Gov. Reg. No.: 43408/063/064

Nepal Trekking Grade:


General Information About Trekking Grade:

In a nutshell that's what grades are 'general'. It is impossible to produce something definitive that will satisfy every group member. A grade gives an idea of what to expect while still leaving something to the imagination wherein of course lies the challenge of the venture. In all Mountainbaggers treks there will be some crossover between grades.


Grade – A (Easy Treks):

This is the easiest of our grades and for anyone with UK hill walking experience an ideal introduction to multi-day mountain trekking. At this level we are operating in hill and middle mountain areas on reasonable paths and tracks. Maximum walking time is approximately 6 hours with vehicle back up for baggage. Accommodation is usually in simple village hotels & gites. The pace is leisurely and expected fitness levels Moderate.

Grade – B (Moderate Treks) :

Definitely a rung or two up the difficulty ladder. Many of the classic Alpine treks come into this category. Here we have high mountains with long ascents to cols and passes often hovering around the 3,000m mark. Consequently walking days are longer, paths can be rough, steep with some exposure. Early in the season expect snow patches at higher altitudes. A good level of fitness and some previous mountain experience are necessary.


Grade – C (Strenuous Treks):

Ventures at this grade are 'Tough Treks' on steroids. The biggest difference is usually the addition of greater height and length with all the subsequent ramifications these bring.

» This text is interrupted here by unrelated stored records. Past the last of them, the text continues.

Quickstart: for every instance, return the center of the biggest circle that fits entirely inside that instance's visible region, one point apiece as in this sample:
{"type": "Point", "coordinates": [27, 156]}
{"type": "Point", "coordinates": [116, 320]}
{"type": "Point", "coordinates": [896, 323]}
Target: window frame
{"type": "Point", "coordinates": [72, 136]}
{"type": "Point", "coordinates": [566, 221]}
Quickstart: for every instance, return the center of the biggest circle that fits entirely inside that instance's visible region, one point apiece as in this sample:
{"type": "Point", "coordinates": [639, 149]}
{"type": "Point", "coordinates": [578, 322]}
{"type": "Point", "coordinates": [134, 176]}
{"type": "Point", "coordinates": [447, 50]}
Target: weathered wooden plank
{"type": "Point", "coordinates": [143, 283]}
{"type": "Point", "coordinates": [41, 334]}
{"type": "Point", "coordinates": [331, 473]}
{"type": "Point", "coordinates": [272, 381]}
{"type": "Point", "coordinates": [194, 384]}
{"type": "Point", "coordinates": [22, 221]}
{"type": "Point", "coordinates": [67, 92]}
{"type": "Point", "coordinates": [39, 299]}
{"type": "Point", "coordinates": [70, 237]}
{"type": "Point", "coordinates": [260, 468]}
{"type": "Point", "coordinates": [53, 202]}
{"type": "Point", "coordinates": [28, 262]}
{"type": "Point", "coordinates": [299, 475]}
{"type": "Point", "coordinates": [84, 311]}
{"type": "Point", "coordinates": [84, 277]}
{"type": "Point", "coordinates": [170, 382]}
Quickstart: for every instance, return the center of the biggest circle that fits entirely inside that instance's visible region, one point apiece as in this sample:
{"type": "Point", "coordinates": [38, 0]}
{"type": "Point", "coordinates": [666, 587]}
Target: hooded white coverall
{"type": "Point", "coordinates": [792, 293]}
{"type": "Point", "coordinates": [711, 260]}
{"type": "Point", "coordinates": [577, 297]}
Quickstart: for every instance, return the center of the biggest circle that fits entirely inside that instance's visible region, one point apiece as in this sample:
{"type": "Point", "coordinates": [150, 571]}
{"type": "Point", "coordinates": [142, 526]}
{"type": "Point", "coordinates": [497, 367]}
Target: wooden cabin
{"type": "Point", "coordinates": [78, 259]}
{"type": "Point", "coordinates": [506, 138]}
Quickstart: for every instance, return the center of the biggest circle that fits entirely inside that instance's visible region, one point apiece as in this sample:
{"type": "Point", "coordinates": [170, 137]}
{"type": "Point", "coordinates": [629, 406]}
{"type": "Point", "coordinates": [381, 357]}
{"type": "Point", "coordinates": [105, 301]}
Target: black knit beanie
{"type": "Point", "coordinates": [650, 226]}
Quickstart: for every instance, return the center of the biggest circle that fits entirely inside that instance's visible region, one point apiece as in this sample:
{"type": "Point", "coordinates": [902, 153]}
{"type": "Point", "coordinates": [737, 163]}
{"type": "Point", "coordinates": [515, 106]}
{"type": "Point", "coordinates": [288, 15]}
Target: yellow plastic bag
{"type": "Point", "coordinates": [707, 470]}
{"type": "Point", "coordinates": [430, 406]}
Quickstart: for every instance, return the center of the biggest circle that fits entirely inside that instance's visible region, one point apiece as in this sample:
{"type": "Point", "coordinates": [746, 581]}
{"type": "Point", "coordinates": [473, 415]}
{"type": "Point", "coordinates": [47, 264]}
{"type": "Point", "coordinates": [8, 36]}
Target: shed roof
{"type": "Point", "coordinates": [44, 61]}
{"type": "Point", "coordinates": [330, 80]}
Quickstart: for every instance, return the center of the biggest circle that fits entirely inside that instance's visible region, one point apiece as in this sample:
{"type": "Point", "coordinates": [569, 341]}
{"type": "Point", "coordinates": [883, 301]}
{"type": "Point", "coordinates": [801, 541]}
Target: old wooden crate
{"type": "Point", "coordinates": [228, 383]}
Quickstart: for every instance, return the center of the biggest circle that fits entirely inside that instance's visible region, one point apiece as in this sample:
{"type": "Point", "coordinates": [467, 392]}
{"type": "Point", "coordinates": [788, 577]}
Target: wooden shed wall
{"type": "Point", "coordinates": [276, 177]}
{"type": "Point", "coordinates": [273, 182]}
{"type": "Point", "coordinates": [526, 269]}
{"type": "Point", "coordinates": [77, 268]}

There is often greater exposure with some technical sections requiring a 'steady head' and occasional use of rope for safeguarding. There is also a greater wilderness feel, isolation and lack of back up. These are genuine expeditions where experience, fitness and a willingness to 'rough it' are essential. Wild camping is often the only practical means of accommodation.


Grade – D (Challenging Treks):

These have an element of exploration about them. Essentially we decide on a mountain area unknown to Mountainbaggers and devise an interesting and challenging 'expedition' the outcome of which can be in doubt throughout. Obviously we hope to fulfil our objectives but realistically can only guarantee start and finish times. If the routes are deemed successful then they become regular ventures in the Mountainbaggers programme. So far not many have achieved this status, but we've certainly had some of our greatest mountain experiences while trying! For this reason we limit such treks to those with a good level of personal experience, an outstanding sense of humour, and high tolerance levels.